The control over the conduct of clinical trials is exercised by the President of the Office for Registration of Medicinal Products, Medical Devices and Biocidal Products together with the Department of the Inspection of Medicinal Products. Inspections may be carried out on the national level and on behalf of the European Medicines Agency. The procedure and detailed scope of conducting clinical trial inspections are specified in the Regulation of the Minister of Health of 26 April 2012 on the Inspection of Clinical Trials. [the text of the regulation]

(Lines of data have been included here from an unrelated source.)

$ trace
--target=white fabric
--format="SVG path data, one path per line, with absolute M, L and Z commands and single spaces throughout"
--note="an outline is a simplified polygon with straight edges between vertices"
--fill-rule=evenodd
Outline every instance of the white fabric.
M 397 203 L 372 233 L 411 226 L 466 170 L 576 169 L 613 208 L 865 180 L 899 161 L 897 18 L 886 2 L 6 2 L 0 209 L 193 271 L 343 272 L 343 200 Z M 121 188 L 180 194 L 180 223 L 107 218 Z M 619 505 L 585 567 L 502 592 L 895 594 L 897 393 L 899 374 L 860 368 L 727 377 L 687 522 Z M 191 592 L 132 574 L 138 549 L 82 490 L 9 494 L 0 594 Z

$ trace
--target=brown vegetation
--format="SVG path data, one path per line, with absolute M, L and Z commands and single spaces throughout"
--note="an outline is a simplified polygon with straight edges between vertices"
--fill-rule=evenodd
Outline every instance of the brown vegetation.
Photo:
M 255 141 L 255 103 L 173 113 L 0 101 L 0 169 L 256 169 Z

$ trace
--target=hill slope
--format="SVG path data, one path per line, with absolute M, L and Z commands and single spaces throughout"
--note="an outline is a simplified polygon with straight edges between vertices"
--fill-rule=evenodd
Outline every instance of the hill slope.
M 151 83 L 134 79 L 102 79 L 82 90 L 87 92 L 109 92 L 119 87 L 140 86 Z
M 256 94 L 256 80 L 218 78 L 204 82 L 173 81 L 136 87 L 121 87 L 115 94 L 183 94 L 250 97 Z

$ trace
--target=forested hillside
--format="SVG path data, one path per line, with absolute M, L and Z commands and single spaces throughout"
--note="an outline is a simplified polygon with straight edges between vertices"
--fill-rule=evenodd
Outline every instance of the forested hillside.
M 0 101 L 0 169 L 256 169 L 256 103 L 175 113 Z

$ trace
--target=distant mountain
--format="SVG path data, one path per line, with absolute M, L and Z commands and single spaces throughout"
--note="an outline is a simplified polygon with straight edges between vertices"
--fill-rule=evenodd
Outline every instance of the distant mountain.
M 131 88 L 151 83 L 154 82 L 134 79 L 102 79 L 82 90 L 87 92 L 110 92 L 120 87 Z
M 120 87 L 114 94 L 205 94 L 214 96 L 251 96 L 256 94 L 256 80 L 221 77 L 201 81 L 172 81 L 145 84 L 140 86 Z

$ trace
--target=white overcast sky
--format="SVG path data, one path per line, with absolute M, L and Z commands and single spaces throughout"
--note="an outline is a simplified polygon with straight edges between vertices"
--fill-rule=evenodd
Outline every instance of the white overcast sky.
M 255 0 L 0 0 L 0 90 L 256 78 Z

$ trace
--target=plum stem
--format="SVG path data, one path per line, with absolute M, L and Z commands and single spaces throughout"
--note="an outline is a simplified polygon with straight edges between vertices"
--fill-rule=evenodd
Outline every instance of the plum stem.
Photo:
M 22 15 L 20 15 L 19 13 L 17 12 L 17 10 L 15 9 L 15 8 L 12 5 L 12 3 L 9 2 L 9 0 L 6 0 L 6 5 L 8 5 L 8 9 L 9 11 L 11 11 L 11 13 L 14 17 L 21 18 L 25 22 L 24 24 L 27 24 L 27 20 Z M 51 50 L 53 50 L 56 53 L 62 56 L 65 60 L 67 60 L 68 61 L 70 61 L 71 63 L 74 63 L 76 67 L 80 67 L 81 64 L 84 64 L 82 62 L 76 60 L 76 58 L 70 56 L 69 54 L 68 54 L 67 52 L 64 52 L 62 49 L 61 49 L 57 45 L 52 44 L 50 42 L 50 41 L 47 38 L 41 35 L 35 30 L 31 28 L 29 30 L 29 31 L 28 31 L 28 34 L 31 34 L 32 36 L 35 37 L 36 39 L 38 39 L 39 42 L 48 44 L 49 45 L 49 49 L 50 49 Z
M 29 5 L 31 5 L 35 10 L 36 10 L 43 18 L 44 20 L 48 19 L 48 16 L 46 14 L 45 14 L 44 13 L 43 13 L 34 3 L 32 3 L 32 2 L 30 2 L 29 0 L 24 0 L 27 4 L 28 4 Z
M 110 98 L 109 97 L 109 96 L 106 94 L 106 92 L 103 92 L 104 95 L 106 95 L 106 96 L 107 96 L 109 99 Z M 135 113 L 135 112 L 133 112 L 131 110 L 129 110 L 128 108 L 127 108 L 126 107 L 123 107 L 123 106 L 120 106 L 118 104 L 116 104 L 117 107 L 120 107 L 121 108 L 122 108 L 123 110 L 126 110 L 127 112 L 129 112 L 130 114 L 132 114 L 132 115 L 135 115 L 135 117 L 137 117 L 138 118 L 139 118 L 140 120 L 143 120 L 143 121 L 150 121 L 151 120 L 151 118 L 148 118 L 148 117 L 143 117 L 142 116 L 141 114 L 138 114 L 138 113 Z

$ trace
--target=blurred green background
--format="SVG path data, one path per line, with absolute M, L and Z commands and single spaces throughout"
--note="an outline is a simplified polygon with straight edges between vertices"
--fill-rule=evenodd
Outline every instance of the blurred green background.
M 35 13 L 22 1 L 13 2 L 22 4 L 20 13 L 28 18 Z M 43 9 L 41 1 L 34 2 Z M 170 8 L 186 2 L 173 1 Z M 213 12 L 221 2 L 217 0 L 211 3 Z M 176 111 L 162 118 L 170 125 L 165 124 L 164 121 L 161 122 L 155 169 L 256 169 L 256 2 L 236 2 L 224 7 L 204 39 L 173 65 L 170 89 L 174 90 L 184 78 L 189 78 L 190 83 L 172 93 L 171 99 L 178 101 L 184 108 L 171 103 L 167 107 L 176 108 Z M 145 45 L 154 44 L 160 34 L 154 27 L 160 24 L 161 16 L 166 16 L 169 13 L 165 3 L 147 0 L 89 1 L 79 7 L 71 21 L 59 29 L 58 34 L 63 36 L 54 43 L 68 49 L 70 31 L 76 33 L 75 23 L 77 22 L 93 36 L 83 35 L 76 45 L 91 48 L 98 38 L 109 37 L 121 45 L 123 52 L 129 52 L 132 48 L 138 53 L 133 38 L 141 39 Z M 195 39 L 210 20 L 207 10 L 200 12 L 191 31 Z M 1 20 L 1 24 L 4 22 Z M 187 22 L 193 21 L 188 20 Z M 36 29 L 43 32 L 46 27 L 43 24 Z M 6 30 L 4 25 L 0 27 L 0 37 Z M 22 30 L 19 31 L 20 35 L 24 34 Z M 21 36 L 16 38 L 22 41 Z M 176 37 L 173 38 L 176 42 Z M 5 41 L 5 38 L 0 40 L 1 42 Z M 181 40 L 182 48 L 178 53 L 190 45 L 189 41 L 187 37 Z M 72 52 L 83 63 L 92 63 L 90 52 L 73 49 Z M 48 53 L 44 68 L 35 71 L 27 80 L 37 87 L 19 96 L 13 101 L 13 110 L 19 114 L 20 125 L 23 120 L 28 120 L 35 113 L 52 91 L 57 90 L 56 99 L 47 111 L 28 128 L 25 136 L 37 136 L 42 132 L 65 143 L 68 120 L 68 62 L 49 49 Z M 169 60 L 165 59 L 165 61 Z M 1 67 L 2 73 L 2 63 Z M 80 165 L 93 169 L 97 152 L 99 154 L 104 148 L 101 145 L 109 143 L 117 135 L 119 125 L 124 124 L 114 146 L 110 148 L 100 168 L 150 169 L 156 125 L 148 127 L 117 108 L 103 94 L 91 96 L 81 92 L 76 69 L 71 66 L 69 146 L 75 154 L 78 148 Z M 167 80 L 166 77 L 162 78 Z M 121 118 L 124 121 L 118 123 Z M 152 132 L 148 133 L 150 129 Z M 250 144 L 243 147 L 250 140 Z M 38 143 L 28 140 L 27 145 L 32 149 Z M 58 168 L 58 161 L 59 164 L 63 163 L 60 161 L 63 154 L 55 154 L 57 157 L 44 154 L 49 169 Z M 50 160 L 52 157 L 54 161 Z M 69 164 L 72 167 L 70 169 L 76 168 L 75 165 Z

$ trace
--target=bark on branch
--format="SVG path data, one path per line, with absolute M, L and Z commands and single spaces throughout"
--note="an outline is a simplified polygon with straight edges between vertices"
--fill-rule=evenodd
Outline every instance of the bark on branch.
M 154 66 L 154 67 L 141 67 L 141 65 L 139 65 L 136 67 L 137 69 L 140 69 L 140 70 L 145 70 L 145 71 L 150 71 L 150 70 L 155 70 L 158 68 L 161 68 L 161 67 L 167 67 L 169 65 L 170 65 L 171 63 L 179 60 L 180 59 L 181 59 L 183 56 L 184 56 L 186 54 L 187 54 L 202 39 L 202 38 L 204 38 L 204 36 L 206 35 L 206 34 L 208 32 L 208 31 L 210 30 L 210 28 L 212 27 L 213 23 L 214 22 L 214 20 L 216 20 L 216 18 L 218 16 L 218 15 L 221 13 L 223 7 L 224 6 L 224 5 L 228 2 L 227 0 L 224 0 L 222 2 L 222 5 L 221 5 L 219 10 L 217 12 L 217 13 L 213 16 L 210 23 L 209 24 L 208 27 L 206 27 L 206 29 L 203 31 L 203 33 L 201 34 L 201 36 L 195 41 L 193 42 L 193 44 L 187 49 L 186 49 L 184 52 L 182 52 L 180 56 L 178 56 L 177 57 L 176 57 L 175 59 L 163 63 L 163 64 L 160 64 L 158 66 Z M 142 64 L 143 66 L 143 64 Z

The Central Register of Clinical Trials (CEBK) is a data register kept in the form of an IT system by the Office for Registration of Medicinal Products, Medical Devices and Biocidal Products on each registered clinical trial. Entries in the register shall be made by the President of the Office. The CEBK register includes:

  • the clinical trial title;
  • the number of the clinical trial protocol;
  • the number of the clinical trial in the European Clinical Trials Database (EudraCT);
  • the names and addresses of the sites where the clinical trial is being conducted;
  • the definition of the clinical trial phase;
  • the name of the investigated medicinal product;
  • the name of the active substance;
  • the number of participants in the clinical trial;
  • the characteristics of groups of participants in the clinical trial;
  • the name, surname and place of residence or the name and registered office of the sponsor;
  • the name, surname and title and academic degree of the investigator;
  • the name, surname and title and academic degree of the clinical trial coordinator, if involved in the trial;
  • the date of notification about the clinical trial
  • the date of of completing the clinical trial;
  • information about the decision regarding the clinical trial;
  • the number of the clinical trial in the Central Register of Clinical Trials.